# Homework Help: Motion of c.o.m. (kleppner 3.7)

1. Dec 11, 2014

### geoffrey159

1. The problem statement, all variables and given/known data
A system composed of two blocks of mass $m_1$ and $m_2$ connected by a massless spring with spring constant $k$. The blocks slide on a frictionless plane.
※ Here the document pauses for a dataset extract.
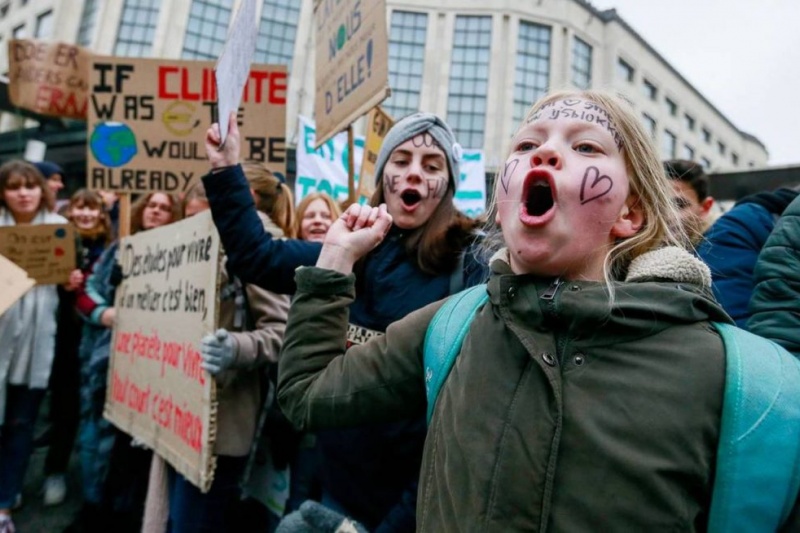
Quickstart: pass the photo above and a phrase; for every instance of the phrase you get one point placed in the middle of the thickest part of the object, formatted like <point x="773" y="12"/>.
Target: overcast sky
<point x="742" y="55"/>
The unstretched length of the spring is $l$. Initially, $m_2$ is held so that the spring is compressed at $\frac{l}{2}$ and $m_1$ is forced against a stop. $m_2$ is released at $t=0$.
Find the motion of the center of mass.

2. Relevant equations
Spring restoration force, center of mass.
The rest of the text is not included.